Use KR20 for dichotomous items( e.g., True of False), Coefficient
Alpha otherwise. Alpha is a conservative (stringent) estimate of reliability
assumes test is homogeneous (covering highly intercorrelated domains throughout
questions), may be unidimensional (one thing is being measured throughout
questions).
NOTE: Table 4-2, page 118 summarizes types of reliability and how they
are computed. You should know this table.
Beware of "r"
Typically correlations coefficients are referred to as r but reliability
coefficients are often called r too but they represent shared variance
and are often calculated from a squared correlation coefficient.
For example, see page 105. Our book is better than most, often uses R for
reliability coefficient.
Unfortunately, it doesn't always, nor do others, and R often represents
a multiple regression coefficient.
Beware of Difference scores
They are much less reliable than single scores.
The higher the correlation between two scores, the less reliable their
difference.
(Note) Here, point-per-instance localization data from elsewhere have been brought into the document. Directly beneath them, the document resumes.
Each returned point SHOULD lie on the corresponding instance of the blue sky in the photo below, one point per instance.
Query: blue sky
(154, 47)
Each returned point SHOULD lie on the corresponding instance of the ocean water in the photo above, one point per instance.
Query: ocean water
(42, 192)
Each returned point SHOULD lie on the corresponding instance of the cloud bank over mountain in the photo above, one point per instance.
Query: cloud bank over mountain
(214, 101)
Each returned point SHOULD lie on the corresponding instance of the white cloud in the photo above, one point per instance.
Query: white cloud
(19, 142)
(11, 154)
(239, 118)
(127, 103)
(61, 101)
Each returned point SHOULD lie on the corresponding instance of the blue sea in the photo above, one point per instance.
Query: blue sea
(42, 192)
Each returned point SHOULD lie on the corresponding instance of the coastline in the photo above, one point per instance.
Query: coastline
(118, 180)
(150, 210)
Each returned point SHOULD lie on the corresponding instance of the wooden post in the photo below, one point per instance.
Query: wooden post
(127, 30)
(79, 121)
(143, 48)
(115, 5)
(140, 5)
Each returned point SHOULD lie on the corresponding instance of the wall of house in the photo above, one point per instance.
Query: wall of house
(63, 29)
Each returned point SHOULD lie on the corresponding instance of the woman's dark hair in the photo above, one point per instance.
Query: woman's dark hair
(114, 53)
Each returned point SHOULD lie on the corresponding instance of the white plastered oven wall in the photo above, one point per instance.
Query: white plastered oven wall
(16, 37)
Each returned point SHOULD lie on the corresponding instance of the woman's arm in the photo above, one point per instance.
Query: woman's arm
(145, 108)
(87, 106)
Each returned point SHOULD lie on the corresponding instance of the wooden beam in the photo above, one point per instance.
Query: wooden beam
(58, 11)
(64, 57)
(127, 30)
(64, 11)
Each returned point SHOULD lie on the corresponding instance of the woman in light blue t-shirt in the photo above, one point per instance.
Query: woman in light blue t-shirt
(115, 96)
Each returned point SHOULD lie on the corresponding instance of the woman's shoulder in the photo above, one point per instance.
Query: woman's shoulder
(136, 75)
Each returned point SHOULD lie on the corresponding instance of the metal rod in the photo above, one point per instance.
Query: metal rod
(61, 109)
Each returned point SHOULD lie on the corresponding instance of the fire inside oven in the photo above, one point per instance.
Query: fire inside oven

This is a serious practical problem.
Using Reliability Estimates in Score Interpretation
Test scores are more like bands than points. Getting a particular score
(with a decently reliable test) suggests that you are likely to fall within
a certain range of scores if you continue taking the test.
The Standard Error of Measurement expresses how much unreliability to expect
how wide the band is
Sm=Sx * Square root(1-R) (aka SEM) (take the standard
deviation of test scores. Multiply by the square root of (1-reliability).
Conceptually, Sm represents the standard deviation of random
error.
Scores are expected to vary plus or minus one Sm 68% of the
time, within two Sm over 95% of the time.
How Reliable is Enough?
Depends on the purpose of measurement (applied work generally requires
more). For theoretical research, .70 is usually OK.
For professional applications, .90 or more is reassuring (and not typical).
To Improve Reliability, reduce the proportion of random error
Eliminate weak items, add good ones, adjust difficulty, increase administration
time, better standardization, factor analyze see prophecy formula (page
122) for analysis of adding items.
For research, Correction for Attenuation can adjust correlations for unreliability.